In this case, however, highlighted by the Washington Post, they have got things right:
An elite panel of scientists and bioethicists offered guarded approval Wednesday of a novel form of genetic engineering that could prevent congenital diseases but would result in babies with genetic material from three parents.
The committee, which was convened last year at the request of the Food and Drug Administration, concluded that it is ethically permissible to “go forward, but with caution” with mitochondrial replacement techniques (MRT), said chairman Jeffrey Kahn, a bioethicist at Johns Hopkins University.
No, I’m not sure why it is up to them to decide what is or is not “ethically permissible”, but still…
But the advisory panel’s conclusions have slammed into a congressional ban: The omnibus fiscal year 2016 budget bill passed by Congress late last year contained language prohibiting the government from using any funds to handle applications for experiments that genetically alter human embryos.
Thus the green light from the scientists and ethicists won’t translate anytime soon into clinical applications that could potentially help families that want healthy babies, said Shoukhrat Mitalipov, a pioneer of the new technique at Oregon Health & Science University in Portland, Ore.
“It seems like the FDA is disabled in this case by Congress,” Mitalipov said. “At this point we’re still not clear how to proceed.”
Congress should get out of the way.
The FDA released a statement Wednesday saying it will carefully review the report from the advisory committee, but added that the congressional ban prohibits the agency from reviewing applications “in which a human embryo is intentionally created or modified to include a heritable genetic modification. As such, human subject research utilizing genetic modification of embryos for the prevention of transmission of mitochondrial disease cannot be performed in the United States in FY 2016.”
The new clinical procedures should be used rarely, with extreme care and with abundant government oversight, and they initially should be applied only to male embryos, the advisory panel said. The group delivered its report at a morning news conference at the National Academy of Sciences headquarters in Washington.
The report comes at a time of dazzling advances in genetic engineering and a commensurate struggle to understand the ethics of “playing God,” a phrase uttered twice Wednesday by committee member R. Alta Charo, a professor of law and bioethics at the University of Wisconsin.
Then again, as it’s most unlikely that God played God…
The FDA last year asked the Institute of Medicine, now part of the National Academies of Sciences, Engineering and Medicine, to review the ethical implications of MRT since this other method of genetic engineering would result in what has been loosely referred to as “three-parent babies.” British officials have already approved investigatory experiments involving the technique.
Certain serious congenital diseases can be passed from a mother to child via the tiny amount of genetic material contained in the mitochondria, which are small organs within a cell that are often described as the cell’s energy factories or power plants. New experimental techniques involving in vitro fertilization make it possible to replace mutated and potentially disease-associated mitochondrial DNA (mtDNA) with non-pathogenic mtDNA donated from another woman.

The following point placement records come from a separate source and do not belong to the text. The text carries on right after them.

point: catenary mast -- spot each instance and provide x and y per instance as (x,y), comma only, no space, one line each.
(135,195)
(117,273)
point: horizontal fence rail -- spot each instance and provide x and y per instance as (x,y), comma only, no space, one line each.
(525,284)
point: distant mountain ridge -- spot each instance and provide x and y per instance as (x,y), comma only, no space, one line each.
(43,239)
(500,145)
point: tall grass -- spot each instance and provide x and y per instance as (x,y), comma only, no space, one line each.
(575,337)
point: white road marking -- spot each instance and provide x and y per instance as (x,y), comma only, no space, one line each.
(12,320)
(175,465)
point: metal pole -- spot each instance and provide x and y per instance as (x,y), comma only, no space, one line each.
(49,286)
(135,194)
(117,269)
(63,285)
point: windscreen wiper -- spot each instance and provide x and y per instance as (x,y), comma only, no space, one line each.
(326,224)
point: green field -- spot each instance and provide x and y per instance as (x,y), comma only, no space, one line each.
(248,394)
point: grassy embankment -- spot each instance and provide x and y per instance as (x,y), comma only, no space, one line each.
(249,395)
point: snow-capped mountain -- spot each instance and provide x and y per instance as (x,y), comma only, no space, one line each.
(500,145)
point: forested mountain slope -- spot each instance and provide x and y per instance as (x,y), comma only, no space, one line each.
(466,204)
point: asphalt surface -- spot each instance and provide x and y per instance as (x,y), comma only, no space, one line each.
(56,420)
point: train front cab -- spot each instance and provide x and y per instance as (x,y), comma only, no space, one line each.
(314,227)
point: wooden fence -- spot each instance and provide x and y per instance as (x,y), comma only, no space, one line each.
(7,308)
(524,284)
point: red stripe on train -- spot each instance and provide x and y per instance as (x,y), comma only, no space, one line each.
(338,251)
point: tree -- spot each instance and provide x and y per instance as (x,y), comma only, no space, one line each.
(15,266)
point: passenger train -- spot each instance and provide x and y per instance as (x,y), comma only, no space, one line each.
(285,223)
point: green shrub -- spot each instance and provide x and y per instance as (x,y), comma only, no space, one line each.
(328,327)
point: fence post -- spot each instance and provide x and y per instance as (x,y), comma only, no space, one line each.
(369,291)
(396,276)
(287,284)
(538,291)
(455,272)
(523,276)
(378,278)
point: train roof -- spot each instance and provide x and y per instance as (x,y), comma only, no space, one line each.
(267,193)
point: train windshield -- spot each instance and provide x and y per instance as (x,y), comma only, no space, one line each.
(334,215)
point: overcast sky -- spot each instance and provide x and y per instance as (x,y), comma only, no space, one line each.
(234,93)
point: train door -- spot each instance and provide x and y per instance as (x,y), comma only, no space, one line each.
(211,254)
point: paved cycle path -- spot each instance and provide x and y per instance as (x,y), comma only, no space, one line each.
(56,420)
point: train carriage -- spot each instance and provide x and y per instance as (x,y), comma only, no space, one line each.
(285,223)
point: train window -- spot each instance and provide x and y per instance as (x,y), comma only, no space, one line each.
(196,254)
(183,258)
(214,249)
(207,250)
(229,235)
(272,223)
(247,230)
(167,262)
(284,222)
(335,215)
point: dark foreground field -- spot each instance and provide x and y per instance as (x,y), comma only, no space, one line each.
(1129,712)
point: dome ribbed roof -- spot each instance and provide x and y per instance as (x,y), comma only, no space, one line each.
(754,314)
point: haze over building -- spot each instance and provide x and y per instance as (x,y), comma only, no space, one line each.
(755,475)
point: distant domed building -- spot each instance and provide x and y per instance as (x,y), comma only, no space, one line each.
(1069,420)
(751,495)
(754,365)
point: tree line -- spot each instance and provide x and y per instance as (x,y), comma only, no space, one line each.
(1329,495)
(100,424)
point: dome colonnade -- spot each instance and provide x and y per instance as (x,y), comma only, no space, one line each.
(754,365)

Mitochondrial DNA contains 37 genes and is distinct from nuclear DNA (nDNA), which in humans has upwards of 20,000 genes. The mitochondrial DNA is not found in sperm, only in eggs, and thus is passed only from mother to child. That’s why the panel recommended limiting the experimental procedures at first to male embryos.
The males-only guideline is intended to prevent the introduction of unwanted, irreversible genetic changes to the human species. Any genetic changes associated with this kind of engineering will meet a dead end in males.
“If there are adverse events, they would not be reverberating down the generations,” Charo said.
The procedure should be extended to female embryos only after the long-term effects of such novel genetic engineering are better understood, the committee concluded.
Nuclear DNA is by far the more significant form of genetic material for determining most human characteristics. As the committee put it, “[W]hile mtDNA plays a central role in genetic ancestry, traits that are carried in nDNA are those that in the public understanding constitute the core of genetic relatedness in terms of physical and behavioral characteristics as well as most forms of disease.”
As a result, the modification of mitochondrial DNA “is meaningfully different.”
But panel members said that they took the philosophical issues seriously, noting that someone with genetic material from two different maternal bloodlines would potentially have to wrestle with questions about identity, kinship and ancestry.
Not really. The babies who benefit from this technology will have about 0.1 percent of their DNA attributable to a third party. It’s a (very) crude way of looking this, but think how many great, great-grandparents away it would take to account for 0.1% of someone’s ancestry….
To describe the donor as a third “parent” is, to put it mildly, a stretch.
And, as a reminder of what this is about:
The donor provides only their mitochondria. Often called the “power plants” of the cell, the mitochondria converts energy from food into energy that can power a cell. When someone’s mitochondria don’t function properly, it’s bad news indeed…
As one ‘ethicist’ notes:
It is not part of what makes us genetically who we are.It doesn’t affect height, eye color, intelligence, musicality. It simply allows the batteries to work properly…
And as to what’s at stake;
Mitochondrial diseases can cause a whole host of life threatening problems, and it’s estimated that as many as 4,000 children are born with such conditions in the United States each year.
Again, politicians should get out of the way.